Schneller, höher, weiter
Die B66n ist zum Symbol geworden. Sollte die Stadtverwaltung
unter dem Rathaus in nächster Zeit nicht zufällig große Mengen an Gold
entdecken, kann sie nicht gebaut werden. Denn ohne das Geld vom Bund könnte die
Kommune die Straße gar nicht bezahlen. Ein Bau ist also in weiter Ferne.
Doch ist CDU, FDP, BfB und offenbar auch der SPD der Bau so
wichtig, dass sie tapfer durchhalten. Irgendwann, so hofft man wohl, könne eine
neue Regierung einen neuen Bundesverkehrswegeplan schmieden, in dem die B66n
wieder in den vorrangigen Bedarf kommt. Dass dies eher unwahrscheinlich ist, da
der aktuelle Bundesverkehrswegeplan bis 2015 gilt: geschenkt.
Das CDU, FDP und BfB alleine aus Sicht der Wirtschaft
argumentieren, verwundert nicht. Letztlich sind sie aber genauso wie die SPD in
einem antiquierten Fortschrittsdenken der 1960er Jahre verfangen: Mehr Straßen,
breitere Straßen, bedeutet mehr Butter. Solches Denken ist zutiefst provinziell
und geht an Realitäten und modernen Infrastrukturkonzepten völlig vorbei.

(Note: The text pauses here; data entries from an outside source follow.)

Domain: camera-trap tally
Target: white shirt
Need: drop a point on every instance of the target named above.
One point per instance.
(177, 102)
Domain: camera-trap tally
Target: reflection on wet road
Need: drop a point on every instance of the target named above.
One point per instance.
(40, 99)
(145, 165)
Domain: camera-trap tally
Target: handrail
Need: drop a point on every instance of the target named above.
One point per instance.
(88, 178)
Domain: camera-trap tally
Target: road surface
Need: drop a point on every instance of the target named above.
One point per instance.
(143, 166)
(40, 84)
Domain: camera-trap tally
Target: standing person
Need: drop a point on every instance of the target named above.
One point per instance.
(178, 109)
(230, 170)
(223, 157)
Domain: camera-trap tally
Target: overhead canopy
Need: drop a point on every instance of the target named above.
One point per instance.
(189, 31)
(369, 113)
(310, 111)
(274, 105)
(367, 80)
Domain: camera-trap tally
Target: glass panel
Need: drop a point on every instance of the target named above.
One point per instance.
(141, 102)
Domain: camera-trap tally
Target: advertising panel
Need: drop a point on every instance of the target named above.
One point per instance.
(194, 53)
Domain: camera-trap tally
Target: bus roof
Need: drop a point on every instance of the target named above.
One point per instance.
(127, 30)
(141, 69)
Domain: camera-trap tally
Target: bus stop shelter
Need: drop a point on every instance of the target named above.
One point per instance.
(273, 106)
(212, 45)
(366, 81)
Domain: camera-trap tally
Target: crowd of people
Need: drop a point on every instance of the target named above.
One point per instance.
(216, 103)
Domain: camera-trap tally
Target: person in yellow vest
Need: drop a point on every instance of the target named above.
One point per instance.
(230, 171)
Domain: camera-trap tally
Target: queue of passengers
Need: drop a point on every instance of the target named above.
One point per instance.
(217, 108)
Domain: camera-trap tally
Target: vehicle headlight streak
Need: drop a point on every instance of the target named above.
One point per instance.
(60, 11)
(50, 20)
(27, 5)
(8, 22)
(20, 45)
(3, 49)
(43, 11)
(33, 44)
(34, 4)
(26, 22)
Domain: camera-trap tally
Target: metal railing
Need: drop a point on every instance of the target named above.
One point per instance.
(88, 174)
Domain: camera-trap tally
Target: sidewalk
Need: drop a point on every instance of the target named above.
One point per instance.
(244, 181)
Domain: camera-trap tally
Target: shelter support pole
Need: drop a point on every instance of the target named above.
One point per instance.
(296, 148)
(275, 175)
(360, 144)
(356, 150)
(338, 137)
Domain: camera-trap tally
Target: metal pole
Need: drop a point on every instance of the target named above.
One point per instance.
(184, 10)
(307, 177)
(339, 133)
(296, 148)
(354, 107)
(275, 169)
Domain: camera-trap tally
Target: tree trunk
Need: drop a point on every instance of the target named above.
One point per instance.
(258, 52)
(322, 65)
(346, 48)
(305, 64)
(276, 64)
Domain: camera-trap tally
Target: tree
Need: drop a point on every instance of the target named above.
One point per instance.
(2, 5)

Das Johannes Delius von der BfB die Grünen als Wirtschaftssstandort-Blockierer
ausgemacht hat, ist eigentlich ein deutliches Zeichen wachsender Verzweiflung.
Denn das Argument ist so albern, dass selbst CDU-Ratsmitglieder schmunzeln
mussten. Es scheitert schon daran, dass die Grünen in den meisten
Kommunalparlamenten zumindest der ehemaligen Bundesrepublik sitzen. Demnach
müssten alle nahezu alle westdeutschen Städte, auf den letzten Plätzen der
sowieso fragwürdigen Städterankings liegen. Da erschließt sich nach Jahren
der Sinn der »blühenden Landschaften im Osten«, die ein ehemaliger
Bundeskanzler namens Helmut Kohl besungen hat. Der hat wohl nicht an
Naturschutzgebiete gedacht. Das Weinschorle im Oggersheimer Mund lief zusammen,
als er daran dachte, wie viele Schnellstraßen und Autobahnen im wilden Osten
gebaut werden könnten.
Und die SPD? Sie gibt in dieser Frage ein trauriges Bild ab.
Ohne sich große Mühe zu geben, ihre Macht zu verbergen, spricht sie von
weiterem Diskussionsbedarf. Dabei gibt es seit Jahren keine neuen Argumente.
Die Sozialdemokraten spielen auf Zeit, eine Haltung, die den Verdacht nährt,
auch die Sozialdemokraten wollen ihr Kraftfahrzeug eines Tages doch noch mit
Vollgas über die Stadtautobahn B66n jagen.